Eigenlijk kan iedereen zichzelf Afrikaan noemen. Afrika is de geboorteplaats van het menselijk leven en het beginpunt van de reis die de mensheid heeft afgelegd.
Zelfs de racistische architecten van de apartheid noemden zichzelf en hun taal Afrikaans, terwijl ze de zwarte Zuid-Afrikanen onderdrukten. De Arabische landen in Noord-Afrika zijn volwaardige leden van verschillende Afrikaanse continentale en regionale organisaties, terwijl ze zelf exclusief Arabische organisaties hebben opgericht, zoals in 1990 de Union du Maghreb Arabe (UMA – organisatie van Arabieren in de Maghreb-regio).
En hoe zit het met de Europeanen in Zuid-Afrika , de Arabieren/Berbers in Noord-Afrika en de Aziaten in Oost-Afrika? Voelen zij zich Afrikaans, net zoals de zwarte Afrikanen op het continent en in de diaspora zichzelf als Afrikanen zien? Hoewel al deze groepen Afrika als thuis hebben, is het beter om de individuele mensen en gemeenschappen te laten bepalen wie ze zijn, en waar ze thuishoren. In dit artikel wil ik het uitsluitend hebben over de zwarte Afrikaanse gemeenschap.
‘Wie het voelt, weet het”
Als je een echte Afrikaan bent, dan is de vraag “wie is Afrikaans” niet erg relevant. Als je het voelt, dan weet je het. Het is niet genoeg om op het continent geboren te zijn, of er je roots te hebben. Je moet je Afrikaan voelen. Of het nu om positieve of negatieve dingen gaat, echte Afrikanen voelen zich altijd Afrikaans.
Overal waar ze komen worden ze er aan herinnerd, en overeenkomstig behandeld, puur door het feit dat ze een donkere huid hebben. Ze merken het bij alles wat ze doen. In de huidige dominante westerse structuren op politiek, economisch, cultureel en sociaal gebied worden Afrikanen apart behandeld, gemarginaliseerd, uitgesloten en gediscrimineerd.
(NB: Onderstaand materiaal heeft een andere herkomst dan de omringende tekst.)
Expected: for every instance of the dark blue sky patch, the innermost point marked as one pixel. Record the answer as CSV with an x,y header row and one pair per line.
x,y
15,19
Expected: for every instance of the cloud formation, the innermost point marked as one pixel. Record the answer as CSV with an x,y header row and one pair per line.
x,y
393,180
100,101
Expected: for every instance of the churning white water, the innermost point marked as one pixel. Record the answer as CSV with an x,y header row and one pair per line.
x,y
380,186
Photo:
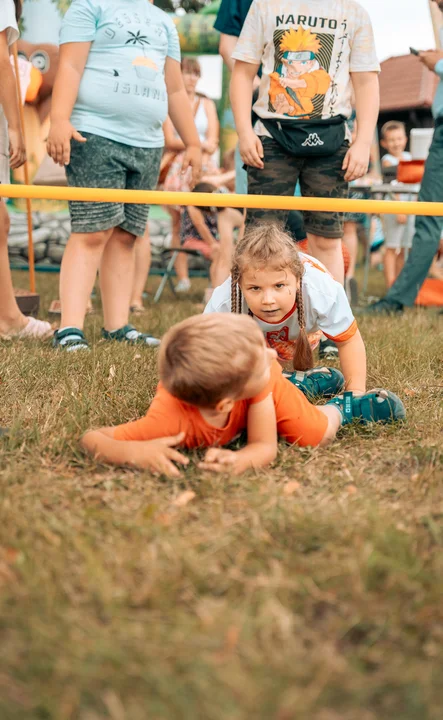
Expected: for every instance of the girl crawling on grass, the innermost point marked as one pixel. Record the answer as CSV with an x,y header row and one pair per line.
x,y
295,301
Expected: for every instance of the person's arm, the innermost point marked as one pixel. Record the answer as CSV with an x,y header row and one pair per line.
x,y
352,355
367,104
260,450
433,61
211,141
182,118
226,47
156,455
251,149
172,142
72,61
9,102
198,222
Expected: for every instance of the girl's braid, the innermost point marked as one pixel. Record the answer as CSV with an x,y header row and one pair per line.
x,y
303,357
236,293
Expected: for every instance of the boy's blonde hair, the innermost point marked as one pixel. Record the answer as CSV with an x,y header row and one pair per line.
x,y
210,357
267,246
391,125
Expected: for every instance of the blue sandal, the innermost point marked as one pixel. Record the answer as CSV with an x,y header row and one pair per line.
x,y
318,382
129,334
70,340
375,406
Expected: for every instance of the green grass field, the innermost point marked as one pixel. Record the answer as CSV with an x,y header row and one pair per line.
x,y
312,590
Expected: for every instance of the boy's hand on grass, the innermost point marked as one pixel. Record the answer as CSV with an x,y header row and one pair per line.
x,y
356,162
17,150
251,149
59,141
159,456
193,159
219,460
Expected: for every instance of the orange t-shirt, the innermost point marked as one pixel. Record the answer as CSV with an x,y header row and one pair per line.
x,y
297,420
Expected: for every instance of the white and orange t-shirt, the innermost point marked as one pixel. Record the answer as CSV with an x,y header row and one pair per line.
x,y
307,49
326,308
298,422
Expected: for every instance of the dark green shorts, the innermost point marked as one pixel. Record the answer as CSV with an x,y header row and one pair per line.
x,y
103,163
319,177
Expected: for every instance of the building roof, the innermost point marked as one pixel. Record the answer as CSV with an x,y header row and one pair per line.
x,y
406,84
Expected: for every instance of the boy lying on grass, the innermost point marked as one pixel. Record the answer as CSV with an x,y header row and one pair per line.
x,y
218,378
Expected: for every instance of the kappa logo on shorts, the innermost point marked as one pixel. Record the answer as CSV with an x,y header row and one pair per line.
x,y
312,141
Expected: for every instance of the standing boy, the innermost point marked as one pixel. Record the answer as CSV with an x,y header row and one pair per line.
x,y
119,75
313,55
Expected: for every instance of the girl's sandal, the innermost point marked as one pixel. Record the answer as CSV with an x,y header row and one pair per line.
x,y
318,382
137,309
375,406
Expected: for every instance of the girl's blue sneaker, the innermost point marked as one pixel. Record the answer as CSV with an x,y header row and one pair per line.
x,y
375,406
318,382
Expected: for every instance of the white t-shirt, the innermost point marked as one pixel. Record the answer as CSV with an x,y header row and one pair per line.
x,y
326,309
308,50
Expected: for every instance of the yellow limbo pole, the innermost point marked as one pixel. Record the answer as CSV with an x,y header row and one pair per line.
x,y
26,173
262,202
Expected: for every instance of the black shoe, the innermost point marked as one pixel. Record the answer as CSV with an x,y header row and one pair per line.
x,y
328,350
382,307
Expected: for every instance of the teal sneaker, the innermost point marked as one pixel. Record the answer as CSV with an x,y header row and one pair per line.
x,y
318,382
375,406
70,340
129,334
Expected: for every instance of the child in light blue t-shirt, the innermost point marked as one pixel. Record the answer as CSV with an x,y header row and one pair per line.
x,y
118,78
Dit gebeurt binnen Afrika en overal daarbuiten. Alleen in Afrika spreken de staatshoofden de ‘natie’ toe in een vreemde taal, scheldt de plaatselijke politie de burgers uit in een vreemde taal en krijgen mensen die de wet overtreden geïmporteerde handboeien om.
Aan de meeste Afrikaanse grenzen worden buitenlanders verwelkomd, vaak met een glimlach, terwijl de plaatselijke bevolking uiterst grof wordt behandeld. Als Afrikanen naar het buitenland gaan, krijgen ze dezelfde behandeling, of een nog slechtere. Dit heeft in de hedendaagse Afrikaanse psyche geleid tot een collectief gevoel van uitsluiting. Het systeem is er niet om Afrikanen te helpen maar om ze te mishandelen.

‘Eenheid in verscheidenheid’

Voor de ware Afrikaan is het concept van één mensdom, met een verscheidenheid aan culturen, nog steeds vanzelfsprekend. De term ntu, zoals in het woord bantu, omvat alle mensen, zwart, rood, wit en geel. Dit betekent dat er in het wereldbeeld van de echte Afrikaan maar één ‘ras’ bestaat, met vele culturen en religies.
Het concept ras is uitgevonden door de ideologen van de slavenhandel en de koloniale uitbuiters om er hun misdaden mee te rechtvaardigen.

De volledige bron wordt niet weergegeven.